A year previous, I had been the editor of an internationally-circulated computer magazine. It had been a good job, but one that required almost all of my time. My wife and I wanted to start a family. It’s nearly impossible to do the fun part of starting a family when one of the partners is in the office 80 hours every week. It’s even harder to do the other part of parenting when one of the parents has to be a married single parent.

So I quit. I had another job lined up. This was in the early days of the Internet, when everyone and his cousin thought that the Internet was a money tree waiting to be plucked. I joined an editorial crew that provided web content. We were good. We were experienced. We knew our industry, and we knew our material. We were also incredibly expensive, and back then, no one had really figured out how to cash in on the Internet. After 10 months, we were all laid off.

So there I sat, hoping for a job. I was getting to the point where stocking shelves was starting to look like a valid career move, when a job fell out of the sky and landed on my desk. I’d be editing an Internet magazine. I’d be writing again. I took it without thinking about it. Suddenly, once again, I was not just employed and earning money, but my very existence had been validated. I had value.

It was, bar none, the worst job I’ve ever had.

If I had been smart, I’d have taken a day to think about the job and realized that no matter how much I wanted to work, I could do better for myself. There were other opportunities out there. But I didn’t. I subjected myself to a 90-minute commute each way in heavy traffic. I signed on to work for a boss with anger and control issues. My staff was limited to myself. I was responsible not only for the magazine’s entire content, but also the page layout, design, proofreading, editing, and production. I was almost relieved when I was told that I didn’t have to actually physically print the thing myself. In truth, most of the job was spent hunting for Internet sites that dealt with specific topics. A poorly-trained monkey could have done it, and wouldn’t have objected to the hours.

I tried to make the best of it. Every day, I’d work on content, trying to crank out as many pages as I could, falling a few more behind no matter what. It was worse than being unemployed because all of the hope of finding something better was sucked out of me. Once again, every spare moment was spent at work. I couldn’t take the time to look for a new job no matter how much I felt the one I had was crushing me. Every day, my boss would hound me. It became clear that things weren’t going to work out when I discovered that my publisher was taking mail off my desk and reading it.

I quit. He fired me. I quit again. He fired me again. This lasted for half an hour and ended with me packing my things and driving home in a combination of rage and euphoria.

Four days later, I landed a job as a data processor. Not really the work I was cut out to do, but it paid well, and I could choose my own hours. Three days after I got that job, I landed a contract with a book publisher, who kept me busy for the next seven years until kids and a desire to teach caused me to change careers again.

So what made this such a great mistake? I learned a lot from it. The experience of both quitting and being fired from that job taught me that, as both a writer and an employee, I don’t have to take what’s given to me. There are other people out there who will treat me with the respect that I deserve, and that all I really need to do is dig a little harder.
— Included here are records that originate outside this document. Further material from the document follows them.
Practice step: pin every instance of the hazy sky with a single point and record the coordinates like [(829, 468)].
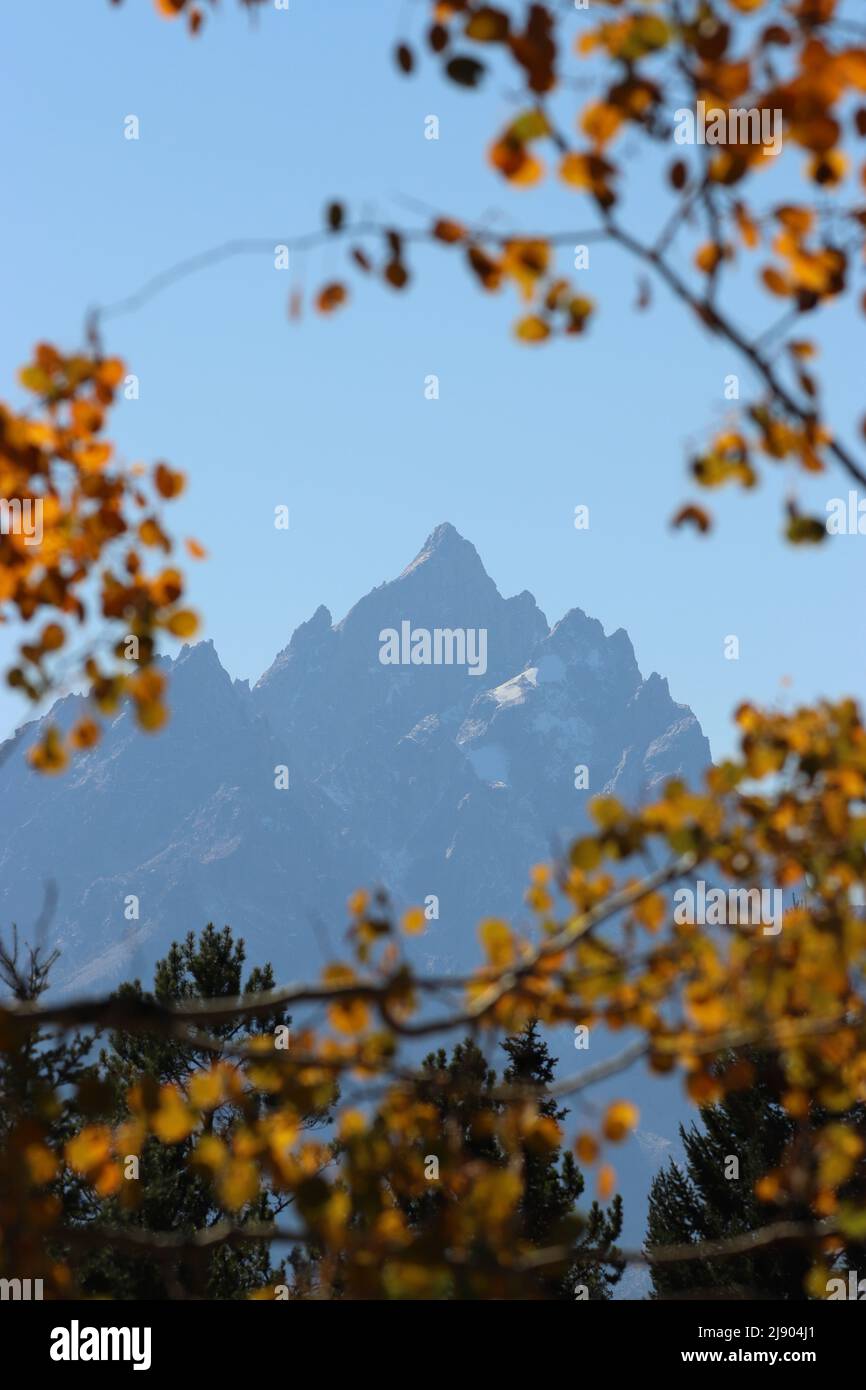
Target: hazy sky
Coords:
[(248, 131)]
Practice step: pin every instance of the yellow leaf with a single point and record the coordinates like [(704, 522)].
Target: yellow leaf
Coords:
[(173, 1121), (413, 922), (620, 1118), (496, 941)]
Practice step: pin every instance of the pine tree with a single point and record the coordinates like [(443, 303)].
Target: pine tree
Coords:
[(463, 1090), (712, 1200), (553, 1184), (173, 1196)]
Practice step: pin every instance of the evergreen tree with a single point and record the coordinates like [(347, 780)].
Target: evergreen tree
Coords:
[(173, 1196), (706, 1203), (553, 1184), (463, 1090)]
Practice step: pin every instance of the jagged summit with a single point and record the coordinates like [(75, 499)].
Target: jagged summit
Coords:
[(441, 777), (445, 546)]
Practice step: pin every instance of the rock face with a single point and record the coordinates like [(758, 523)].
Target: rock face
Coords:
[(437, 779)]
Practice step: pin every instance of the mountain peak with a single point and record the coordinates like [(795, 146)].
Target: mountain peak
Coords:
[(446, 545)]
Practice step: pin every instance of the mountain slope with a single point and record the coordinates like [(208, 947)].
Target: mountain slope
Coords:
[(435, 777)]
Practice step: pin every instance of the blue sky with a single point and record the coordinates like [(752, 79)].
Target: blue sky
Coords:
[(249, 131)]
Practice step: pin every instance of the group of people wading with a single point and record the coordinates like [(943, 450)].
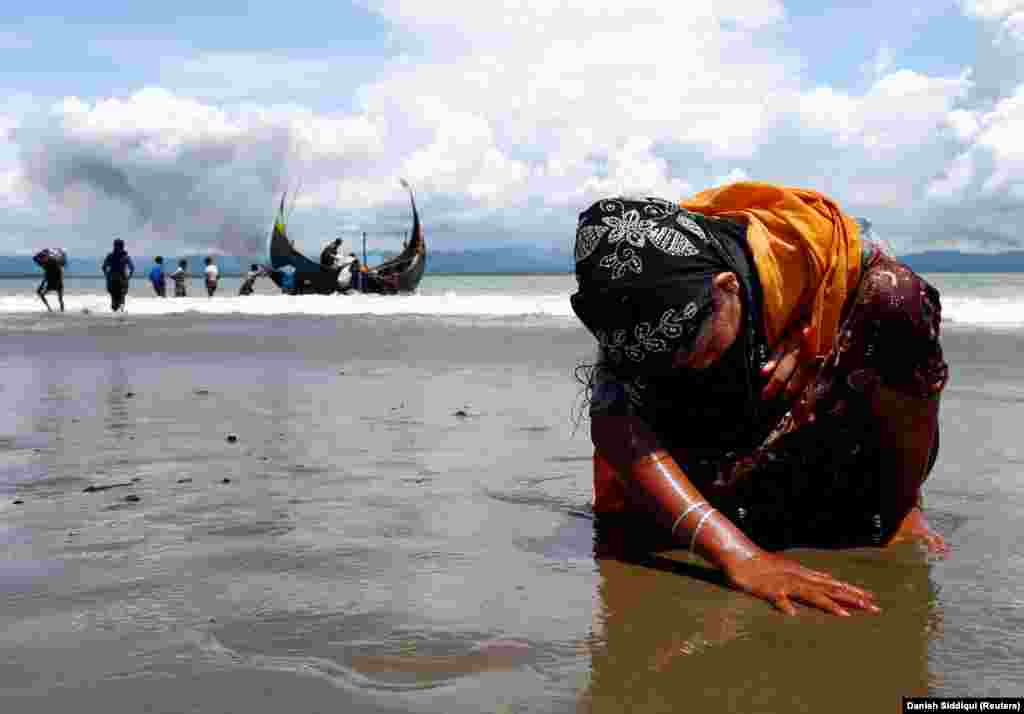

It taught me that, no matter what the pundits say, opportunity knocks all the time, and it does because so many of the opportunities out there are ones that should be passed on.

Most of all, taking that lousy, thankless job was the best mistake I ever made because it made me reassess everything I thought I wanted and everything I had. No matter how much I believed that having a job validated me, it didn’t. I wasn’t a better person because I got a paycheck. I was a crankier, angrier person who snapped at people who didn’t deserve it because I thought that without the job, I wasn’t worth anything. It took an angry, overbearing boss and a painful three months to make me realize that my value as a person and as a writer is the value I give myself. Without that, every job is slave labor and every paycheck isn’t worth the effort.